L’ACCORDO PER IL SOUTH STREAM
L’anno seguente ecco l’accordo per il South Stream, nuovo grande gasdotto pensato esplicitamente per isolare l’inaffidabile Ucraina filo occidentale. Per l’Italia la commessa per Saipem della tratta sottomarina nel Mar Nero, mentre non è mai stata credibile la ventilata ipotesi di una bretella verso la Puglia per rifornire direttamente il mercato italiano, pur restando l’Austria il punto di arrivo finale del nuovo gas russo.
Ovviamente l’arrivo di questo gas a Nord dell’Italia avrebbe definitivamente fatto tramontare qualunque ipotesi del nostro Paese come centro di importazione e smistamento del gas (hub) verso il Centro e l’Est Europa.
Adesso, nel pieno della nuova e ben più grave crisi russa – ucraina, Gazprom si dice fiduciosa di riuscire ugualmente a realizzarlo, anche senza l’Eni – Saipem.

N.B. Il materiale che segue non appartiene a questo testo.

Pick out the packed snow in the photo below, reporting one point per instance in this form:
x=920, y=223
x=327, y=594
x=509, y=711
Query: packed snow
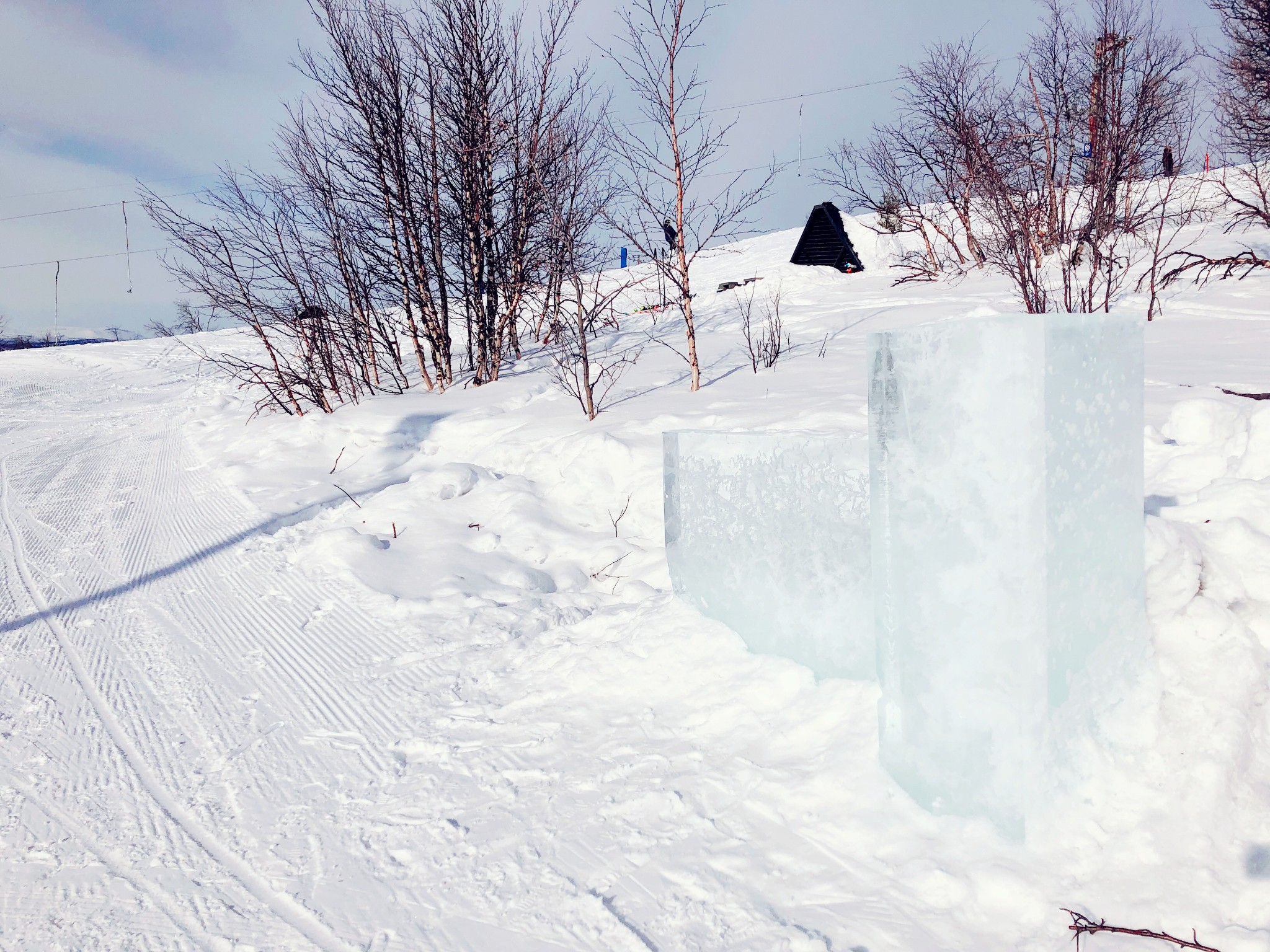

Si tratta di una opportunità da cogliere al balzo per uscire il prima possibile da questo progetto anti italiano.
FARE A MENO DELLA RUSSIA
Nelle trattative con la Russia ciò che conta è la convinzione delle proprie posizioni e la credibilità del saper andare fino in fondo. La Russia resterà un partner commerciale importante per l’approvvigionamento del gas, ma sarà tanto più affidabile quanto più sapremo dimostrare di poterne fare a meno.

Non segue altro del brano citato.